DOS AUTOS
(DECLARAÇÃO DO ÚNICO IMPUTADO)
“Sr. Juiz:
Fui apenas uma testemunha ocular do crime. A madrugada olhava sem sequer
pestanejar o incesto cometido por segundos e minutos filhos de uma mesma hora,
enquanto a orquestra não executava nenhuma valsa acompanhando o obstinado e
rítmico latir do tique-taque do atropelo.
Num canto de um canto um grito contido brincava de esconde-esconde como se nada
anormal estivesse acontecendo, e uma pergunta sem dono não esperava resposta
porque o marechal do contra-senso ordenava em todos os canais a rendição
incondicional da verdade e seus asseclas.
Chovia sobre o leito no qual dormia nua a esperança, e uma pneumonia sem emprego
procurava a cumplicidade de um espirro que impedisse ao silêncio contar suas
vergonhas, e desde o teto aplaudiam as aranhas de outros tempos a despeito do
soluço que a cena lhes causava.
Desde o despertador a hora sete se anunciava tilintando convidando-me a começar
a bordar um novo dia. Aceitei o convite e depois, enquanto ensaboava as minhas
dúvidas na ducha de água fria, os restos imortais da noite fugiam de mansinho
suponho que tentando encontrar o esconderijo do crepúsculo.
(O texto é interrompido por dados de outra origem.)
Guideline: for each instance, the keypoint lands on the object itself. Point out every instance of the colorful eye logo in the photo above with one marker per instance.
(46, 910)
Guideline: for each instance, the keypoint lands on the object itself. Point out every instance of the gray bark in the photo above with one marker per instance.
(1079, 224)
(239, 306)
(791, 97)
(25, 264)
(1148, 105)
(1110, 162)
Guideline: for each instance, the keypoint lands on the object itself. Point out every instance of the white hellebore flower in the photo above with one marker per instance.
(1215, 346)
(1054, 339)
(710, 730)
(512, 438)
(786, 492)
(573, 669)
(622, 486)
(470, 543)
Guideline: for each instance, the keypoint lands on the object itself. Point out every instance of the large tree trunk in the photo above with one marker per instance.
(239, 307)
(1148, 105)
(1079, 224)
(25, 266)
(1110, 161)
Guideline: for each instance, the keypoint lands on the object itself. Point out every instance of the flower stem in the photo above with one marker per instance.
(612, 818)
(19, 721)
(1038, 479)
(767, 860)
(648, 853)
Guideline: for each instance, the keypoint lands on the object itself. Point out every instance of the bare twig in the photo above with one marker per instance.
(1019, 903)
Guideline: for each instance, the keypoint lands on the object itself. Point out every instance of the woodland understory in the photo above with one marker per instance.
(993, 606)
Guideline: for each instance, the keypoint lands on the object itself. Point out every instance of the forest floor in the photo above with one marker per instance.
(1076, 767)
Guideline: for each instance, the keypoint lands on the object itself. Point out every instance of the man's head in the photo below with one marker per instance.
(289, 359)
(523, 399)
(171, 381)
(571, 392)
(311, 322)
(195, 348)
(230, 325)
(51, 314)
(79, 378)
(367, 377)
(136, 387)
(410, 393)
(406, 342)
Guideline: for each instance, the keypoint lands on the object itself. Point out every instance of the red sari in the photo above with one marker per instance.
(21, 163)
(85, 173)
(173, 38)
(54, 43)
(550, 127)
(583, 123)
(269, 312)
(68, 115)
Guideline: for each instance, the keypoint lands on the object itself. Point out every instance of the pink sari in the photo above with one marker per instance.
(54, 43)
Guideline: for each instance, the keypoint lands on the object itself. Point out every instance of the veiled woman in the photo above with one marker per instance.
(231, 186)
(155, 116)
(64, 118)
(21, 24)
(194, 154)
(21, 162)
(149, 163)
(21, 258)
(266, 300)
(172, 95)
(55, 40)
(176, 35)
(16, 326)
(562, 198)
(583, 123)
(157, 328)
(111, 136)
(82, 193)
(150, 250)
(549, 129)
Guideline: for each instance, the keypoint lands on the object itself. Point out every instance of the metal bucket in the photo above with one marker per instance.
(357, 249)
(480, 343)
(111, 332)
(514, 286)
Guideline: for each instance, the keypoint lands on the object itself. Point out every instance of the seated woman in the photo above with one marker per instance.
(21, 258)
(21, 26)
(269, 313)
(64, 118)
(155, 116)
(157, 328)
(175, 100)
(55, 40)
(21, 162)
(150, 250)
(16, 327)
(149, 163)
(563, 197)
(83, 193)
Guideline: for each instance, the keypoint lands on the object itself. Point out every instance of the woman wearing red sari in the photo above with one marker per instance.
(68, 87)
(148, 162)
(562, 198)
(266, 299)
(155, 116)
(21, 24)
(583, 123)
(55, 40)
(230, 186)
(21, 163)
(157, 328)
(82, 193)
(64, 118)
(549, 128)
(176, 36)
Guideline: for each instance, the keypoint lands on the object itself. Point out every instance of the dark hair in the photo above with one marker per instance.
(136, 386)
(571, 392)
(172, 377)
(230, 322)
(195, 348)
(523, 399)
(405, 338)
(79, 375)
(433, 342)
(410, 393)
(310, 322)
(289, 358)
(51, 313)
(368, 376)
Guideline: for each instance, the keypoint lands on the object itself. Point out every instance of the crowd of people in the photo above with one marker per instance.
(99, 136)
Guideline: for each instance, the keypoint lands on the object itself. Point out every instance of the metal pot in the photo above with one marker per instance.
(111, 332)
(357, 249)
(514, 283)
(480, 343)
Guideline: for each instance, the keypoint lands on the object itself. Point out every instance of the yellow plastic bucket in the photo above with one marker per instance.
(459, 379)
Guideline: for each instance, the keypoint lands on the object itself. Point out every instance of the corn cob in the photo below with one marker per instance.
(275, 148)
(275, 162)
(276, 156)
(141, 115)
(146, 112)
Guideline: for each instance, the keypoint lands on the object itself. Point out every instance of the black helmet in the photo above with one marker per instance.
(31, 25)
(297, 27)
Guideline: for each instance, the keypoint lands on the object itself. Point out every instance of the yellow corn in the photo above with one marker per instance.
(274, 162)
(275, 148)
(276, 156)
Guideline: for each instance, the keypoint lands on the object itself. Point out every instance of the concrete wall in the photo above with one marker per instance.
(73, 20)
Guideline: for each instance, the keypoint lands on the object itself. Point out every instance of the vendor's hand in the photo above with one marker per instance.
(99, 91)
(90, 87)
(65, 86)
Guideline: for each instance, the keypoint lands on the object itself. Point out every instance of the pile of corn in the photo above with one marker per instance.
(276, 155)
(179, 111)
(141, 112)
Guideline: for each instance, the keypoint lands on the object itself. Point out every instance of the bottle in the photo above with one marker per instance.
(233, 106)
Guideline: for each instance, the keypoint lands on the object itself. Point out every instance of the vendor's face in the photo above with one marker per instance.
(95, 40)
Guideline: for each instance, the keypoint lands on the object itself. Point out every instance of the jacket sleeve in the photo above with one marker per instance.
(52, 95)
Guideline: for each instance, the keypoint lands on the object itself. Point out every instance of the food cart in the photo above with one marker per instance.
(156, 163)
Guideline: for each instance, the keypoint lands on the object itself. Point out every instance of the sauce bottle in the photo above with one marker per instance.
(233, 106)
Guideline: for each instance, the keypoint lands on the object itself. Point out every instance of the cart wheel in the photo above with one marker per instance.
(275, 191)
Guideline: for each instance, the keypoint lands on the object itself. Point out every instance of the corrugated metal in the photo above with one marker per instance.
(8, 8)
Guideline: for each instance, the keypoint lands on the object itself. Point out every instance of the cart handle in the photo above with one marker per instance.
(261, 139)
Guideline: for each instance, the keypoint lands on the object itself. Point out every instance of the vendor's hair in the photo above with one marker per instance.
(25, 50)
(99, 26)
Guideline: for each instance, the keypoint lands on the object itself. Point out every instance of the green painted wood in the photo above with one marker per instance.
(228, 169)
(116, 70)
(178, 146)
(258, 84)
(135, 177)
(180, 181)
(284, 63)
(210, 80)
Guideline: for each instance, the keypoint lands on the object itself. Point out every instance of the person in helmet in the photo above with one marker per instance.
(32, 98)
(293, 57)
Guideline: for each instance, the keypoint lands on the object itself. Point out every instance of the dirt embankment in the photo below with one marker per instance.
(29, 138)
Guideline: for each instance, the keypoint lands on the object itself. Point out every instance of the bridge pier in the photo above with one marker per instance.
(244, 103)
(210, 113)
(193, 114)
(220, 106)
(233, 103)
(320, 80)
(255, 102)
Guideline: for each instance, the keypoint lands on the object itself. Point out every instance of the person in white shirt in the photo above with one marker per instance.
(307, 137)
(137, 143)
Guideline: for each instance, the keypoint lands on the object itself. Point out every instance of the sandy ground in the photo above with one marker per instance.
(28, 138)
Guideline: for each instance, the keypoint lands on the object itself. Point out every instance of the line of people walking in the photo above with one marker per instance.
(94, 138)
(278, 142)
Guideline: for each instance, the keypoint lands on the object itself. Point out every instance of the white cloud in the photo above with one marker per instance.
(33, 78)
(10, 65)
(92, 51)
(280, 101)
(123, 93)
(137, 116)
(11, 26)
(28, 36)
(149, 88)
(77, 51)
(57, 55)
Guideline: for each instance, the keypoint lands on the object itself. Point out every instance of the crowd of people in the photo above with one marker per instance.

Sr. Juiz: Declaro a minha total inocência ante a absurda acusação que me imputa
o estupro e posterior assassinato a sangue frio da noite antes aludida, já que
não sou nem chefe nem patrão das horas que partem, mas uma vítima mais desse
atropelo com que o tempo passa o tempo.
Solicito a V.Sa. que se atenha às provas e me isente de uma vez e para sempre
dessa injusta acusação, devolvendo-me o direito de poder continuar usando as
noites como ninho do meu cansaço e colchão das minhas insônias”.
Esta é a minha única verdade. Peço se faça JUSTIÇA.
. . . . . . . . . . . . . . . . . . . . . .
. . . . . . . . . . . . . . . . . . . . . .
. . . . . . . . . . . . . . . . . . . . . .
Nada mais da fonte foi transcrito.